Tintin rencontre, lors d’une réception organisée en son honneur, Mary Pickefort, une de ces starlettes modernes et excentriques. Il s’agit bien évidemment de Mary Pickford, immense star du cinéma muet Surnommée “la petite fiancée de l’Amérique”, elle était née en 1892 à Toronto et s’appelait en réalité Gladys Louise Smith. En 1919 elle fut co-fondatrice avec Griffith, Charlie Chaplin et Douglas Fairbanks (qu’elle épousa l’année suivante) de la célèbre compagnie cinématographique “United Artists”. Comme pour beaucoup d’autres, la fin du cinéma muet fut fatale à sa carrière. Elle est morte en avril 1979.

Bobby Smiles, alias Georges Bugs Moreau

Pour Bobby Smiles, que Tintin livrera à la police dans une caisse, Hergé s’est là encore inspiré d’un autre gangster “chicagolais” bien réel : Georges “Bugs” Moran (“Bugs” signifiant : “le branque”).
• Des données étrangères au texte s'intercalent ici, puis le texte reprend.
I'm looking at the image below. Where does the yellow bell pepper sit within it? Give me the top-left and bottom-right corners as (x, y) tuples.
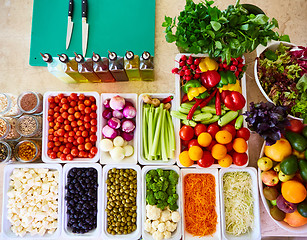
(199, 57), (219, 72)
(219, 79), (242, 93)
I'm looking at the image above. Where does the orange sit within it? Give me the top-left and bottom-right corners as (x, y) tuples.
(179, 151), (194, 167)
(197, 132), (212, 147)
(215, 130), (232, 144)
(189, 146), (203, 161)
(264, 138), (292, 162)
(211, 143), (227, 160)
(218, 154), (232, 167)
(281, 180), (307, 203)
(284, 210), (307, 227)
(232, 138), (247, 153)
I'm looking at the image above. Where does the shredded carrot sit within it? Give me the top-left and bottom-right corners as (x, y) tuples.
(184, 173), (217, 237)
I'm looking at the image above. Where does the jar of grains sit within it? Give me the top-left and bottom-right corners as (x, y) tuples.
(0, 141), (12, 163)
(16, 115), (42, 138)
(0, 117), (20, 140)
(15, 140), (41, 162)
(0, 93), (21, 117)
(17, 92), (43, 114)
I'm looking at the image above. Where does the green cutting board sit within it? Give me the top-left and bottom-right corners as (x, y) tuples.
(29, 0), (155, 66)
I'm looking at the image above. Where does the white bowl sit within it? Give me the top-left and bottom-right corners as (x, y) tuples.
(142, 166), (183, 240)
(254, 41), (303, 121)
(219, 167), (261, 240)
(258, 142), (307, 233)
(62, 163), (102, 239)
(99, 93), (139, 164)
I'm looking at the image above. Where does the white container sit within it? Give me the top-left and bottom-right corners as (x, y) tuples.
(42, 92), (101, 163)
(138, 93), (180, 165)
(2, 163), (63, 239)
(62, 163), (102, 239)
(101, 164), (142, 240)
(181, 168), (221, 240)
(142, 166), (183, 240)
(258, 142), (307, 233)
(254, 40), (303, 121)
(175, 53), (249, 168)
(219, 167), (261, 240)
(99, 93), (139, 164)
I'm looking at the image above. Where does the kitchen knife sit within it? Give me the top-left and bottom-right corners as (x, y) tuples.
(66, 0), (74, 49)
(82, 0), (88, 57)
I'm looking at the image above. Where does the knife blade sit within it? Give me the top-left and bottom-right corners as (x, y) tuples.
(66, 0), (74, 49)
(82, 0), (88, 57)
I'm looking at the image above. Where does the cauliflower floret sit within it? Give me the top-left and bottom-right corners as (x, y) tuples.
(171, 211), (180, 222)
(151, 220), (160, 230)
(152, 231), (164, 240)
(146, 205), (162, 220)
(144, 219), (152, 232)
(160, 210), (171, 222)
(163, 231), (172, 239)
(158, 223), (166, 233)
(165, 221), (177, 232)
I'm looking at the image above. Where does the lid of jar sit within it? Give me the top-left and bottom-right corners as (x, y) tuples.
(126, 51), (134, 60)
(109, 51), (117, 61)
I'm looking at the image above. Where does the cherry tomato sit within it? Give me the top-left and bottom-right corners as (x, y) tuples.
(179, 125), (194, 141)
(236, 127), (251, 141)
(197, 151), (214, 168)
(194, 123), (207, 137)
(232, 152), (248, 166)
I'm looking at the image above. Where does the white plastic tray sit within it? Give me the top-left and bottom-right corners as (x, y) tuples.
(258, 142), (307, 233)
(99, 93), (139, 164)
(142, 166), (183, 240)
(219, 167), (261, 240)
(138, 93), (180, 165)
(2, 163), (63, 239)
(42, 91), (101, 163)
(181, 168), (221, 240)
(175, 53), (249, 168)
(62, 163), (102, 239)
(101, 164), (142, 240)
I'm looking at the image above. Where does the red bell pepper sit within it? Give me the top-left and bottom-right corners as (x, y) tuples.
(222, 91), (246, 111)
(200, 70), (221, 89)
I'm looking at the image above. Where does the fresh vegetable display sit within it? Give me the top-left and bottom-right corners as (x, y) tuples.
(141, 95), (176, 161)
(257, 123), (307, 227)
(162, 0), (289, 64)
(257, 43), (307, 121)
(47, 93), (98, 161)
(99, 95), (136, 161)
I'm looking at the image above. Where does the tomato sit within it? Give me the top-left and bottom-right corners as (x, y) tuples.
(207, 123), (220, 138)
(286, 119), (304, 133)
(236, 127), (251, 141)
(232, 151), (248, 166)
(197, 151), (214, 167)
(194, 123), (207, 137)
(222, 124), (237, 138)
(188, 139), (199, 148)
(179, 125), (194, 141)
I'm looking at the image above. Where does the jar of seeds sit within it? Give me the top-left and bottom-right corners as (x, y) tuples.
(15, 140), (41, 162)
(17, 92), (43, 115)
(16, 115), (42, 138)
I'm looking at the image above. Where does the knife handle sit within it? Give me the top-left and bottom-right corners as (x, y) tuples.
(68, 0), (74, 17)
(82, 0), (87, 18)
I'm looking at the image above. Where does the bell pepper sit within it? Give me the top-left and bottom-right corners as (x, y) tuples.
(199, 57), (219, 72)
(221, 90), (246, 111)
(200, 71), (221, 89)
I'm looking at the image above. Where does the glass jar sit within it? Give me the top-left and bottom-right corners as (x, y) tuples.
(17, 92), (43, 115)
(16, 115), (42, 138)
(0, 141), (12, 163)
(0, 93), (21, 117)
(15, 139), (41, 162)
(0, 117), (20, 140)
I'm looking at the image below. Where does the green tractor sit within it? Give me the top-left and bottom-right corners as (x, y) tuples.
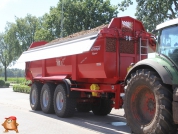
(124, 18), (178, 134)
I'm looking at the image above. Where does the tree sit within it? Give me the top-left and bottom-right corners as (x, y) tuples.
(118, 0), (178, 32)
(35, 0), (118, 41)
(16, 14), (39, 52)
(0, 34), (15, 81)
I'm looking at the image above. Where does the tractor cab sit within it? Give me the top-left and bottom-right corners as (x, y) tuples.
(157, 19), (178, 66)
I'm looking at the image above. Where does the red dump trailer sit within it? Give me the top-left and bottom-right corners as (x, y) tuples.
(19, 16), (155, 117)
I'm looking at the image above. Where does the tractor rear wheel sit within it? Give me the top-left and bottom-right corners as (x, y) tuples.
(124, 69), (176, 134)
(30, 82), (42, 111)
(40, 83), (55, 114)
(54, 84), (76, 118)
(92, 98), (112, 116)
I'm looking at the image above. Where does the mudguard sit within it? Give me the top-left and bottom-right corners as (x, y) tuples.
(125, 59), (172, 85)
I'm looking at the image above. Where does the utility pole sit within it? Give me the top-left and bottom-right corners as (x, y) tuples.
(61, 0), (64, 38)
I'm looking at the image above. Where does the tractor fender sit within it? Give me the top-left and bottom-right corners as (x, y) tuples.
(125, 59), (172, 85)
(63, 79), (80, 98)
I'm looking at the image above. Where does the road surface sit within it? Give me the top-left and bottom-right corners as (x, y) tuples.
(0, 88), (130, 134)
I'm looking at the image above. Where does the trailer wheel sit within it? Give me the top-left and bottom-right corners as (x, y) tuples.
(54, 84), (76, 118)
(30, 82), (42, 111)
(77, 103), (91, 113)
(92, 98), (112, 116)
(40, 83), (55, 114)
(124, 69), (176, 134)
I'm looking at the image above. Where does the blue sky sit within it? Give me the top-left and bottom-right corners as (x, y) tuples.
(0, 0), (136, 32)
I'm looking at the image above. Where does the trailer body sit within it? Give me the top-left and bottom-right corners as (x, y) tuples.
(19, 16), (155, 117)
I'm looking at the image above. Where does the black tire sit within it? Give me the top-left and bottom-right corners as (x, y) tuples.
(40, 83), (55, 114)
(92, 98), (112, 116)
(77, 103), (91, 113)
(53, 84), (76, 118)
(124, 69), (176, 134)
(30, 82), (42, 111)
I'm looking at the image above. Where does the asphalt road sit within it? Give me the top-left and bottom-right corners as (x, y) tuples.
(0, 88), (130, 134)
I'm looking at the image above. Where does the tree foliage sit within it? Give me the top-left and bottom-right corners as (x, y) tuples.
(118, 0), (178, 32)
(16, 14), (39, 51)
(0, 34), (15, 81)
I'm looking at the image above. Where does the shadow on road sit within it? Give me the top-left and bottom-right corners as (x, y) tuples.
(30, 111), (130, 134)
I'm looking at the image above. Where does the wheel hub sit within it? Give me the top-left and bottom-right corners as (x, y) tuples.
(147, 98), (155, 112)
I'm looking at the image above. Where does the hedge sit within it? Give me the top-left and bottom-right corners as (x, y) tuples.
(13, 85), (31, 94)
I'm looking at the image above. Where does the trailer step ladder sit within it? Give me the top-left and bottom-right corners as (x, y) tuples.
(140, 38), (148, 60)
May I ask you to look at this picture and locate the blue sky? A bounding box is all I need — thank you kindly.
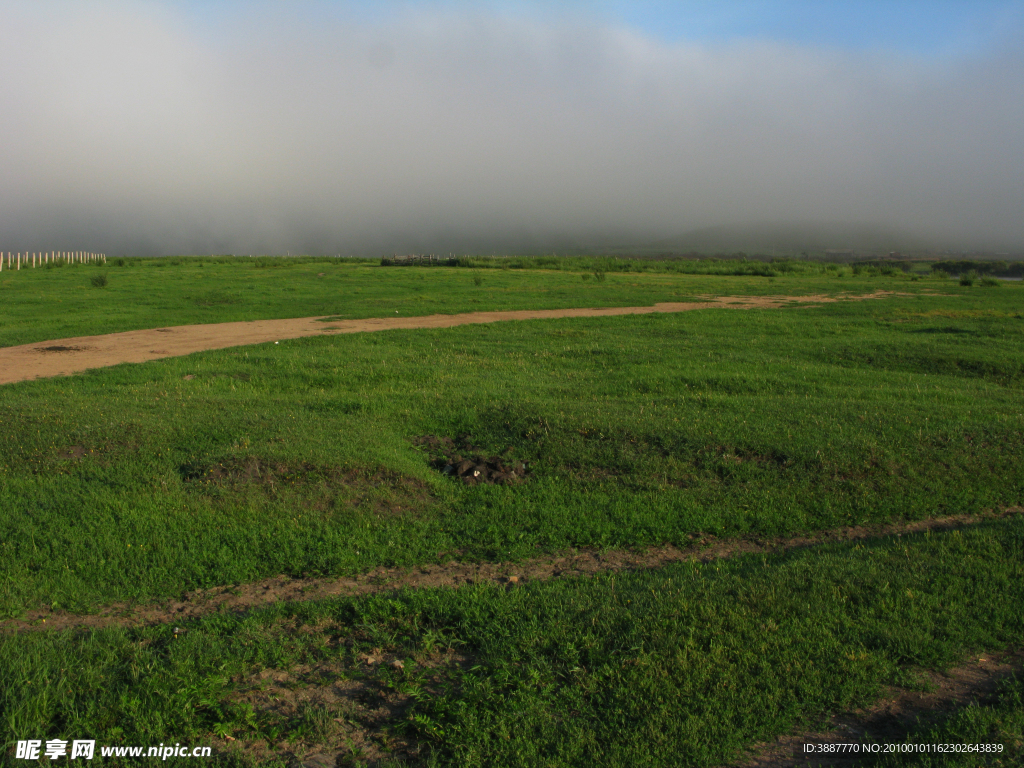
[6,0,1024,253]
[180,0,1024,55]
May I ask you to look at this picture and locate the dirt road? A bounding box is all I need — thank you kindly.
[0,291,890,384]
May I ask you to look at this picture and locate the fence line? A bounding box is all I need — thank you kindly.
[0,251,106,272]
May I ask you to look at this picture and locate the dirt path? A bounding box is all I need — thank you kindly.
[732,649,1024,768]
[0,291,891,384]
[6,507,1024,633]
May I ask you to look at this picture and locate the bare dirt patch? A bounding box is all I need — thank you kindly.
[6,507,1024,632]
[0,291,895,384]
[36,344,88,353]
[214,643,472,766]
[178,456,433,515]
[413,434,529,485]
[732,650,1024,768]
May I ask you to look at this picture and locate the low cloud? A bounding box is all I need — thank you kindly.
[0,3,1024,253]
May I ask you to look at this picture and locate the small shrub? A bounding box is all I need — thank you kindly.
[961,269,978,287]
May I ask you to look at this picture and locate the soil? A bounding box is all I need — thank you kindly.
[0,291,893,384]
[731,649,1024,768]
[413,434,529,485]
[6,507,1024,633]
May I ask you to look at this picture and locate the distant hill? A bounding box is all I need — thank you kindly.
[618,222,943,256]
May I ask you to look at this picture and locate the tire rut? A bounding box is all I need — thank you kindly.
[6,507,1024,633]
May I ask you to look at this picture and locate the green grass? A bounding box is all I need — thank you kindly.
[873,674,1024,768]
[0,280,1024,616]
[0,259,1024,766]
[0,517,1024,768]
[0,257,946,346]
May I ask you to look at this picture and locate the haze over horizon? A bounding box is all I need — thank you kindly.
[0,0,1024,259]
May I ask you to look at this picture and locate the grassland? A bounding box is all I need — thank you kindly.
[0,260,1024,766]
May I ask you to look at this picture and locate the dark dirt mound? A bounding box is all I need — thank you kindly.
[413,434,530,485]
[36,344,85,352]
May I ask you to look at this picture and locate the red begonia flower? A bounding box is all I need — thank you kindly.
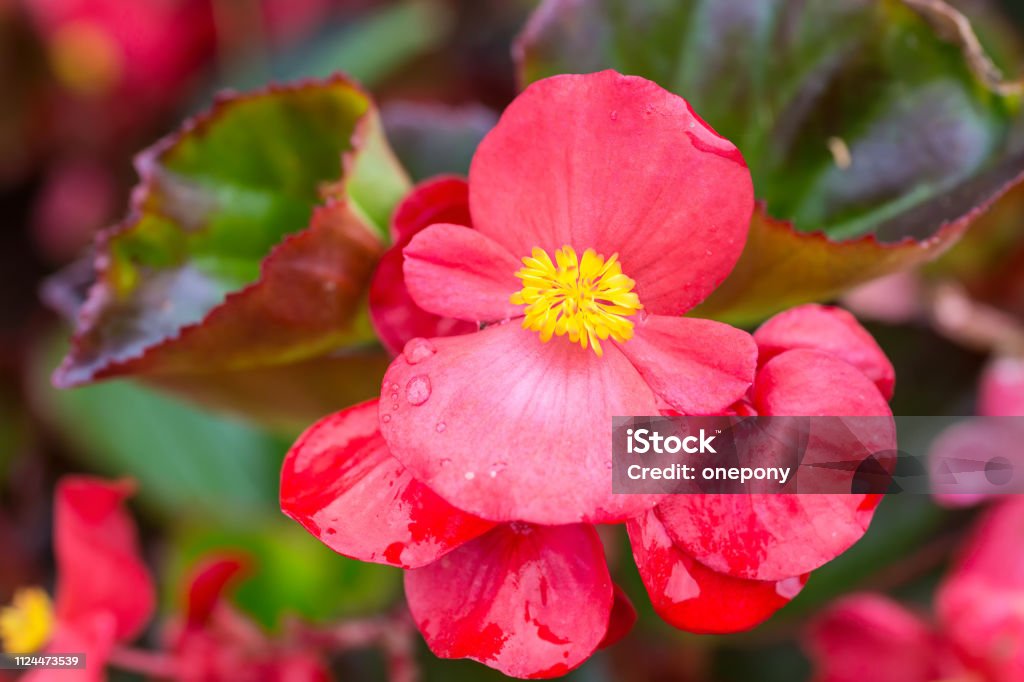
[978,355,1024,417]
[406,522,612,679]
[370,176,478,354]
[928,355,1024,507]
[597,585,637,649]
[381,71,756,523]
[656,313,895,581]
[626,503,806,633]
[936,497,1024,682]
[168,555,330,682]
[54,476,156,665]
[754,304,896,399]
[807,594,946,682]
[281,400,494,568]
[9,476,156,682]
Cet irlandais sera l’un des ennemis jurés d’Al Capone. La lutte qui va les opposer sera jalonnée de cadavres. Le 20 septembre 1926, il tente d’assassiner Al Capone dans son fief de Cicero, dans l’Illinois. L’entreprise est un fiasco, Al Capone s’en sort sans une égratignure. Le 14 février 1929, au cours du fameux massacre de la Saint-Valentin, les hommes d’Al Capone déguisés en policiers abattent dans le dos les lieutenants de Moran. Celui-ci, arrivé en retard au rendez-vous, échappe à la mort de justesse.

ÉVOLUTION DES CASES.

On découvre ici comment Hergé adapte une photo de “statue publicitaire” (photo parue à la page 33 du Crapouillot d’octobre 1930), dans le Petit Vingtième de 1932 et dans la version couleurs de 1946. Cette photographie de publicité “monumentale” avait particulièrement choqué le rédacteur de l’article du Crapouillot, stupéfait d’avoir constaté que les Américains n’hésitaient pas à « statufier » des marques de produits alimentaires au détriment des grands hommes de leur nation. Elle a semble-t-il aussi choqué Hergé. Ainsi dans la version du Petit Vingtième, il s’en inspire et nous montre Tintin s’interrogeant : “Une statue de grand homme ?”… Alors que dans la version couleurs il se contentera désormais d’un simple point d’interrogation.